Because we are seeing a skewing happening between much higher internal "frames" to what is practically seen by the user, and this matters if it is possible for a large swing to take place between internal and seen measurements.

This is a great analysis on PresentMon, one of the more detailed out there:
http://www.pcper.com/reviews/Graphics-Cards/PresentMon-Frame-Time-Performance-Data-DX12-UWP-Games

Cheers
 
This is probably a stupid question from me; but if it rendered internally at a higher framerate and the issue is dropped frames internally, why then at the displayed frames is the AMD performance lower than the NVIDIA?
Your assumption that the frames have been displayed is wrong, in the case of Nvidia. Not unless you run PresentMon explicitly with "-exclude_dropped".

As soon as two frames are successfully rendered within the same refresh cycle, they are otherwise both going to be counted as presented, but not actually displayed.
It does raise shouldn't performance be based on the actual fps/frame-time presented to the user rather than internal mechanism?
No, definitely not. If you did that, e.g. most VR ready applications with async timewarp would all achieve solid 90fps, since you have that v-synced timewarp loop which does present at a fixed 90fps.

There is neither a universal solution to measure input delay, nor to measure framerate at any point beyond the end of the internal render path. The goal for a smooth presentation is to have the start of each frame synchronized as good as possible with the screen refresh, but how that is achieved is an entirely different matter.

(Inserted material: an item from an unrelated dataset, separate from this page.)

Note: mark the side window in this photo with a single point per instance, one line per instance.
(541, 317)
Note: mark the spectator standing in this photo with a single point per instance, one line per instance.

Especially with regard to the now popular method of temporal antialiasing it's even worse. It's only a matter of time, until we are not only going to see fixed window temporal anti-aliasing, but dynamic ones which will attempt to fit as many (unique) sub-frames as possible within each output frame, so you are going to see the game presenting precisely at the refresh rate, with a minimal latency for the latest sub-frame. But at the cost of visual quality, which then depends on the internal frame rate.

Now ask yourself: Does the display or present rate mean anything at all, under such conditions? And if the actual visual quality or smoothness of the animation actually depends n the internal framerate, is it in any way valid to disregard it?